Los pecados habituales, en sentir de San Agustín, son una especie de lepra; con la cual queda el alma tan repugnante, que le niega Dios sus abrazos.

Ya veo, Señor, que no me habéis abandonado como yo lo merecía; dadme, pues, fuerza para salir de mi tibieza. Yo no quiero ofenderos deliberadamente; quiero amaros con todo el corazón; ayudadme, Jesús mío; en Vos confío.

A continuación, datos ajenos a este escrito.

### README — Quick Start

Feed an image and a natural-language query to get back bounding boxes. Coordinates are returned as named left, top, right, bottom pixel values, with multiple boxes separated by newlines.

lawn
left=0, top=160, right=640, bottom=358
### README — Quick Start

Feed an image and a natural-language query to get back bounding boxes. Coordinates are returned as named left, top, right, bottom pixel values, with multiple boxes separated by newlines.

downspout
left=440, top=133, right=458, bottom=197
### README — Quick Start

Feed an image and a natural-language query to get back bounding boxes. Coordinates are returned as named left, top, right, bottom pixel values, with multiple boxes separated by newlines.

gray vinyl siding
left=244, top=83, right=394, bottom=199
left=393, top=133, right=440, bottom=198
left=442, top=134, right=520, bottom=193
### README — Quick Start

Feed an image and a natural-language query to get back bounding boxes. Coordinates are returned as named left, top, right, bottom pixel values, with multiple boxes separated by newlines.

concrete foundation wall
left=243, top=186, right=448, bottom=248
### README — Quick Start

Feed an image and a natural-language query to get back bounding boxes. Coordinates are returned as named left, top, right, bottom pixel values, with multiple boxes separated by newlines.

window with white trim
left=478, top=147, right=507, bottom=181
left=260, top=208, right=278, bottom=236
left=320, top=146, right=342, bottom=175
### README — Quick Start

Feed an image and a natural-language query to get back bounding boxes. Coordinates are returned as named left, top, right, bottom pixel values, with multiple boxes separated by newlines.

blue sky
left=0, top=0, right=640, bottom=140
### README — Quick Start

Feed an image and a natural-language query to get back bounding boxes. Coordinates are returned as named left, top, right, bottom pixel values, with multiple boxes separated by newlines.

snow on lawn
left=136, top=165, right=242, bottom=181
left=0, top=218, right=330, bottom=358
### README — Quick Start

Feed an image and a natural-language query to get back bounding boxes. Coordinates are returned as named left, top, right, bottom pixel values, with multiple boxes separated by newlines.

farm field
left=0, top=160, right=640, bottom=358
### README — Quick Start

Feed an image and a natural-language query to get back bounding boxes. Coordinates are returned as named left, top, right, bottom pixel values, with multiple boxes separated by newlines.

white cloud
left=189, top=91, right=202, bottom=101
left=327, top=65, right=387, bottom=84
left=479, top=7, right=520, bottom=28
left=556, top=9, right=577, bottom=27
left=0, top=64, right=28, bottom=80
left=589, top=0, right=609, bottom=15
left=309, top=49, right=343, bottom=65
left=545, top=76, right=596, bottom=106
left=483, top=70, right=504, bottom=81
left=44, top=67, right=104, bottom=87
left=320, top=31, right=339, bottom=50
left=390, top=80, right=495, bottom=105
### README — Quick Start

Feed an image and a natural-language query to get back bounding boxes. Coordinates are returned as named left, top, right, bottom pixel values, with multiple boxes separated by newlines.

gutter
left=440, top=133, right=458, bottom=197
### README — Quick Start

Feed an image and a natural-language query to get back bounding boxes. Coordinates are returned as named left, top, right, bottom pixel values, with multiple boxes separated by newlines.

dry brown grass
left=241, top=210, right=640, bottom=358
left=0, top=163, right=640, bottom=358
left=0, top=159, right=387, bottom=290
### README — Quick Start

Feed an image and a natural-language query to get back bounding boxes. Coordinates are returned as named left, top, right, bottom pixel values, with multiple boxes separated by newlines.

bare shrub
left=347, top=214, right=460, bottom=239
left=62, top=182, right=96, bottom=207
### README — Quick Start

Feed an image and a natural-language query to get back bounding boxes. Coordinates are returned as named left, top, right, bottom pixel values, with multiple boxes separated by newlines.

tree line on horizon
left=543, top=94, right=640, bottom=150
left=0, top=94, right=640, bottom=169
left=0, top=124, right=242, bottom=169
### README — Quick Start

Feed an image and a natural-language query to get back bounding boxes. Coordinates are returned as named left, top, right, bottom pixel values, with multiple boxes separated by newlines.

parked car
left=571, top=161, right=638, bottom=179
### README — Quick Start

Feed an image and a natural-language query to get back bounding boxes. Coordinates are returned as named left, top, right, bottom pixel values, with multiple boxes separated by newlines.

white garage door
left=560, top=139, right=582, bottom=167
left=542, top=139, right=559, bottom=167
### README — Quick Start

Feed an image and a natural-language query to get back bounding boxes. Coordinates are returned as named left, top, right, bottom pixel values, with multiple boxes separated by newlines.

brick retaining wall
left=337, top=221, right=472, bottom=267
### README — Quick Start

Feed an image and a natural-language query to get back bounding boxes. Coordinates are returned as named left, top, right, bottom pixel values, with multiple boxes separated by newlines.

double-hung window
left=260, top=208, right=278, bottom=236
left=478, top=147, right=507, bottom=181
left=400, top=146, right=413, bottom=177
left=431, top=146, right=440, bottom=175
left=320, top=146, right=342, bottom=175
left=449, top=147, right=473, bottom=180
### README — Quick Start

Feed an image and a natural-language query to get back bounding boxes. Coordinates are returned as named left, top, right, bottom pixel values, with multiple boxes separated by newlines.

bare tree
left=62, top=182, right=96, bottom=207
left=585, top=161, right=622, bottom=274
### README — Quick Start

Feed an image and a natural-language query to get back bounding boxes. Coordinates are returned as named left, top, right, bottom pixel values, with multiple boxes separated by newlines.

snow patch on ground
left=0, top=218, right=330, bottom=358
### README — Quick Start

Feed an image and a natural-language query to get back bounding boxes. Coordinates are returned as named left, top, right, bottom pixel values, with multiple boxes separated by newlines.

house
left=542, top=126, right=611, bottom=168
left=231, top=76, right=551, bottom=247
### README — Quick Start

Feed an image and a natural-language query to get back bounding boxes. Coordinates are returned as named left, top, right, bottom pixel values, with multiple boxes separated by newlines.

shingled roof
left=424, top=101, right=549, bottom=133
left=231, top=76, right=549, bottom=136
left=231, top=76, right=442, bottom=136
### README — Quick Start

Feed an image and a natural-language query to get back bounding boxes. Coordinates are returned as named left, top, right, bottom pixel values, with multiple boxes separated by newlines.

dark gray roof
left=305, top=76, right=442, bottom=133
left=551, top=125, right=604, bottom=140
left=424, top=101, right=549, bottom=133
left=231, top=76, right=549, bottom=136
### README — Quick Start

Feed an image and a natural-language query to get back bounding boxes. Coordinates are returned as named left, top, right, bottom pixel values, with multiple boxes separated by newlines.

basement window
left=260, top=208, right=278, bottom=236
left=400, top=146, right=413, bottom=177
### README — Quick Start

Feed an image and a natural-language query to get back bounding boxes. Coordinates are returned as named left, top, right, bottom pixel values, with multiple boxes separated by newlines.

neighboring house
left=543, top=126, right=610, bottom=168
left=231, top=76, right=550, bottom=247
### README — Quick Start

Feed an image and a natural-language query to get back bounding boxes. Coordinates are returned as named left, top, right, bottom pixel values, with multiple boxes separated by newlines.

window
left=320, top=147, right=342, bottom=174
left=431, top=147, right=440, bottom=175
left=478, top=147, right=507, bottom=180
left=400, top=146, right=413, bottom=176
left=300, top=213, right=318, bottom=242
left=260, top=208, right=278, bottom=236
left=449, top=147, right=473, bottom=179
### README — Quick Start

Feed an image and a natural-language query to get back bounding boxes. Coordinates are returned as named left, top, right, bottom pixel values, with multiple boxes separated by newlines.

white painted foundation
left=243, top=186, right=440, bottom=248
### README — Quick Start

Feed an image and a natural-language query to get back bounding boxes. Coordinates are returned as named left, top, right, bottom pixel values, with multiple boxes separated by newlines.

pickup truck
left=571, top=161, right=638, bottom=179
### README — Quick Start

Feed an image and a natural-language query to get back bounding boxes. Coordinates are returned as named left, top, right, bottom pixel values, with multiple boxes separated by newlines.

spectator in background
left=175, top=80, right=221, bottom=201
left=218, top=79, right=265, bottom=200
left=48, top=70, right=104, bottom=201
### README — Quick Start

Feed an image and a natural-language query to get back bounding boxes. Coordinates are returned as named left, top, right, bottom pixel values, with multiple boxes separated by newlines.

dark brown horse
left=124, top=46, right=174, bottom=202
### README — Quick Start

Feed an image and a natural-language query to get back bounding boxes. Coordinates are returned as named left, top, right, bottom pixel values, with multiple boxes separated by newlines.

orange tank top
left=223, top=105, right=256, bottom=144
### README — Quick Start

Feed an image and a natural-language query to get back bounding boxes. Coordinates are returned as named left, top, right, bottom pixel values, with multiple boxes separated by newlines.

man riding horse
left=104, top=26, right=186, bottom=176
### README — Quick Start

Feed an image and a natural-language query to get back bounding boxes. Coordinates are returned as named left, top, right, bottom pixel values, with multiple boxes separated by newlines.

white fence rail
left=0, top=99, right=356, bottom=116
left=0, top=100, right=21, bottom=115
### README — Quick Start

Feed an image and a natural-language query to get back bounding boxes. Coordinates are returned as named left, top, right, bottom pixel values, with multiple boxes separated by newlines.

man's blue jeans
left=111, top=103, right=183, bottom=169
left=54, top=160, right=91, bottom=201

Escribe San Francisco de Sales que una de las tácticas del demonio es comenzar a atar las almas con un cabello, y luego con una cadena; haciéndolas así esclavas suyas. Guardémonos, pues, de dejarnos atar por cualquiera pasión, porque un alma así atada está perdida o muy cerca de perderse.

Decía la M. María Victoria Strada: «Cuando el demonio no puede conseguir mucho, se contenta con poco; pero, con ese poco, va después consiguiendo lo mucho».

Asegura el Señor que los tibios serán vomitados de su boca: Porque eres tibio comenzaré a vomitarte (Ap. 3,15). Por el vómito se entiende el, abandono de Dios, porque lo que se vomita da asco volverlo a tomar.

La tibieza es una fiebre ética que no se siente, pero que lleva sin remedio a la muerte; así, la tibieza hace al alma insensible a los remordimientos de la conciencia.

Jesús mío, por piedad, no me vomitéis, como lo tengo merecido; no miréis a mi ingratitud, sino a los dolores que sufristeis por mí. Me arrepiento de todos los disgustos que os he dado. Os amo, Dios mío, y en adelante quiero hacer cuanto pueda por complaceros. ¡Oh amor de mi alma, cuanto ahora os he ofendido haced que os ame en lo que me queda de vida!


¡Oh María, esperanza mía!, socorredme con vuestra intercesión.